Теперь была его очередь говорить.
– Как, как… Просто он понял, что ты один из тех романтичных придурков, которые ходят по облакам с пылесосом и собирают всякую сказочную чушь. А потом всем рассказывают, что видели на потолке живого призрака. Таких, как ты, видно за версту. Можно хоть тридцать раз вывалять тебя в собачьем дерьме – а у тебя все равно будет такой вид, как будто ты только что вышел из душа! Типа, мы такие невинные, сейчас у нас вырастут крылышки! Терпеть не могу. И этот твой Электрико тоже сразу все просек… А где водка? Ах да… У тебя все?
– Нет, не все. Понимаешь, я чувствую, что если мистер Электрико наставил меня на праведный путь – то и я должен сделать то же самое. Во мне до сих пор сидит его сила, его электричество – как оберег. И сейчас у меня есть выбор: потратить его на себя – или отдать для ее спасения…
– Старик, ты бредишь!
– Это не бред – озарение. По-другому жить я не умею. Когда я женился, друзья говорили Мэгги, что я – пассажир из ниоткуда в никуда. Я ей тогда сказал: «Я – пассажир на Луну и на Марс, хочешь со мной?» И она ответила: хочу. И все было ведь не так уж и плохо, правда? Так почему бы по дороге к «благослови меня, святой отец»[402] и счастливому закату дней не отыскать в своем сердце местечко и для Раттиган? И не взять ее с собой…
Крамли сидел с остановившимся взглядом.
– Ты все это сейчас серьезно говоришь?
Он протянул руку и потрогал щеки у меня под глазами, потом лизнул пальцы.
– Ну, вот опять, – пробурчал он. – Соленая водичка.
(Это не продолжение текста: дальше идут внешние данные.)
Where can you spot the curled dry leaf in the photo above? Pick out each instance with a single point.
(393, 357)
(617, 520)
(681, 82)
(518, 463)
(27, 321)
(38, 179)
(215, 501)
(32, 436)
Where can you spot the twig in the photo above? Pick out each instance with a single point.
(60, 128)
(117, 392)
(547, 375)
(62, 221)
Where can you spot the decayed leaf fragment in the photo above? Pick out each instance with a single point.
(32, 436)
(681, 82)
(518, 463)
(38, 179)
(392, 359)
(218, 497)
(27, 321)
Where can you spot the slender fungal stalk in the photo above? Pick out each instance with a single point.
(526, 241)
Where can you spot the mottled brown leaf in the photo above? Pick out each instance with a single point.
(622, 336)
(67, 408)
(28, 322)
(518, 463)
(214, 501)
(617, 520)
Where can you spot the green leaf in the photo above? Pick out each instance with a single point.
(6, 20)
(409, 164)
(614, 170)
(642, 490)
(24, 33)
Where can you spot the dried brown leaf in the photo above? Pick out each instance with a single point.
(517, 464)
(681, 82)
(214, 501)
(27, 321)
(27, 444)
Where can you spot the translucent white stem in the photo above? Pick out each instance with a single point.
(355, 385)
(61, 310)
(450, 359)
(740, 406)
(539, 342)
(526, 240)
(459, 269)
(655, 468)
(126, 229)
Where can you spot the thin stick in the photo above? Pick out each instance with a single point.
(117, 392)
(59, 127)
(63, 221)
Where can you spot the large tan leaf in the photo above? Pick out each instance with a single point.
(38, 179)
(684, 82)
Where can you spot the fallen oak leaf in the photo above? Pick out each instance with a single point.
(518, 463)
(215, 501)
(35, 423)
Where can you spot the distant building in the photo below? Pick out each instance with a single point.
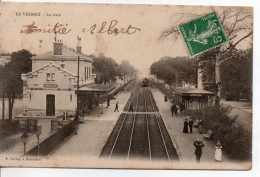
(4, 59)
(50, 89)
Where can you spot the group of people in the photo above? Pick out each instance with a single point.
(175, 108)
(188, 123)
(198, 151)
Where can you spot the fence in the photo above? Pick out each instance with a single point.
(50, 143)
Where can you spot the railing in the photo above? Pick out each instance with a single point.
(54, 140)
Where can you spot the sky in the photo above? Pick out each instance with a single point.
(141, 48)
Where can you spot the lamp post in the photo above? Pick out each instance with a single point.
(38, 133)
(24, 140)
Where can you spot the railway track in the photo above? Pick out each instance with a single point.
(140, 134)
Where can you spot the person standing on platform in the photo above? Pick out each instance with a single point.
(108, 102)
(173, 108)
(176, 110)
(182, 107)
(200, 126)
(218, 152)
(190, 124)
(131, 108)
(185, 128)
(116, 108)
(198, 151)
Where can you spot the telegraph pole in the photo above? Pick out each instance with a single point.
(77, 111)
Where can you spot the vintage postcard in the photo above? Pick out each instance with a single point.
(126, 86)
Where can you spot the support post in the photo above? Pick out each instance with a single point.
(38, 143)
(77, 111)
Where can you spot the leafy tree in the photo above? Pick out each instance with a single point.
(106, 67)
(168, 69)
(126, 69)
(237, 23)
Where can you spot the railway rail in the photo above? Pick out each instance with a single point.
(140, 134)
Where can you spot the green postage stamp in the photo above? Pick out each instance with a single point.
(202, 34)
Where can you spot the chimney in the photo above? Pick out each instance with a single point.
(79, 44)
(57, 47)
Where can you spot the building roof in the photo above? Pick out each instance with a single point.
(187, 91)
(67, 53)
(97, 88)
(50, 64)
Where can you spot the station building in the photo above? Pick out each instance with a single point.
(50, 89)
(193, 98)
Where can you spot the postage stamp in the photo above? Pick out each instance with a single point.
(203, 33)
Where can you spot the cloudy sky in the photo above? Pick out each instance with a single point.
(141, 48)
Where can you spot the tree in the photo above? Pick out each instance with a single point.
(169, 69)
(238, 25)
(20, 63)
(126, 69)
(106, 67)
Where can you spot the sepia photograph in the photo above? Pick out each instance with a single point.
(126, 86)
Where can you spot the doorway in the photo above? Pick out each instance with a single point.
(50, 105)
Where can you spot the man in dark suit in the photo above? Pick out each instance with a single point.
(198, 152)
(190, 124)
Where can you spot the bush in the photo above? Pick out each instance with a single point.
(236, 141)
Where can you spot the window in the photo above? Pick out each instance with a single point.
(53, 76)
(89, 72)
(48, 78)
(85, 73)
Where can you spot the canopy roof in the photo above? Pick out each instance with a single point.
(97, 88)
(187, 91)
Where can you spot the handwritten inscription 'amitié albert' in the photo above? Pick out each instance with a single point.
(104, 27)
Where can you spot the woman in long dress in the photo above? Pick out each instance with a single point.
(218, 152)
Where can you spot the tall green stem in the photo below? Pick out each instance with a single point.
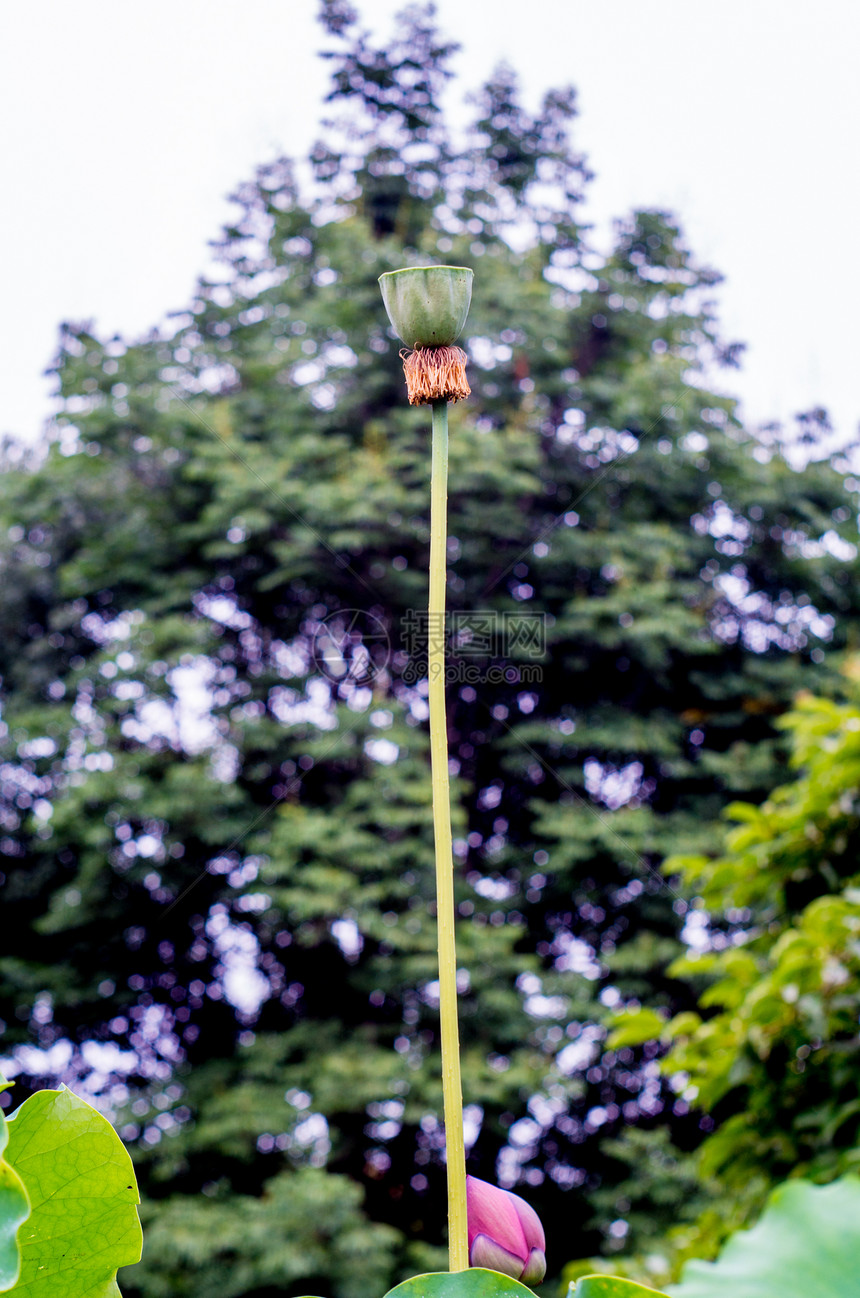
(452, 1088)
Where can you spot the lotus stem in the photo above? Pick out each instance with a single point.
(449, 1032)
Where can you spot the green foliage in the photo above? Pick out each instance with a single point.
(475, 1283)
(609, 1286)
(215, 876)
(807, 1242)
(773, 1048)
(14, 1209)
(82, 1223)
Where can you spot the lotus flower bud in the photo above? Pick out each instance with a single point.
(505, 1233)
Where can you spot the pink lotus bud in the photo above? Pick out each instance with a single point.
(503, 1233)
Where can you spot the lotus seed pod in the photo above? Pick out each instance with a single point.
(427, 305)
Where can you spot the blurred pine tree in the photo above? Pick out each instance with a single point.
(218, 878)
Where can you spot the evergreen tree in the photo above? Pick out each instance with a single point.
(217, 832)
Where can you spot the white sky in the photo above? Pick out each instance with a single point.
(126, 125)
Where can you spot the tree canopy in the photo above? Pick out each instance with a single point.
(214, 782)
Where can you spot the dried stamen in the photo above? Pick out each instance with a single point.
(435, 374)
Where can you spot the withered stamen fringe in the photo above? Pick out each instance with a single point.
(435, 374)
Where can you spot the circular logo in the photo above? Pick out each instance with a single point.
(352, 645)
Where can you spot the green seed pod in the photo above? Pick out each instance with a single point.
(427, 305)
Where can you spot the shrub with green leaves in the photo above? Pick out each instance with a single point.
(68, 1201)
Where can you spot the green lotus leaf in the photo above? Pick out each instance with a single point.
(475, 1283)
(610, 1286)
(82, 1188)
(806, 1244)
(14, 1210)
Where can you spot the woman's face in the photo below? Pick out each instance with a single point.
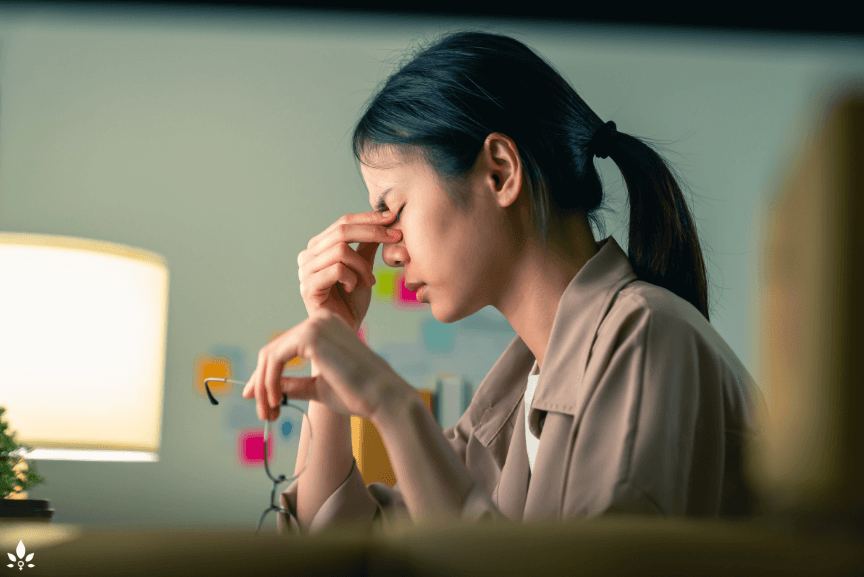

Твоя жена говорит, что ты плачешь даже над записными книжками… – добавил он.
– А как же, ведь в них полно людей, которые уже давно на кладбище… Знаешь что – если я сейчас сдамся, я себе этого не прощу. И тебя не прощу, если ты меня уговоришь сдаться.
Некоторое время Крамли сидел молча, а потом вылез из машины.
– Подожди меня, – сказал он, пряча взгляд. – Пойду отолью.
Глава 42
Вернулся он не скоро.
– Умеешь же ты вынести человеку мозг… – сказал он, залезая в свой драндулет.
– Да ладно, всего лишь легкое сотрясение.
Крамли скорчил мне рожу.
– Чудо ты в перьях.
– Сам такой.
Мы медленно поехали вдоль берега к дому Раттиган. Я сидел и молчал.
– Что на этот раз? – спросил Крамли.
– Я думаю, почему все так… – сказал я. – Констанция… Женщина-молния. Женщина, которая смеется и ходит по проволоке под куполом… Актриса, которая играет морских котиков. И она же – дьявол во плоти, самая злобная тварь в переполненном ковчеге жизни…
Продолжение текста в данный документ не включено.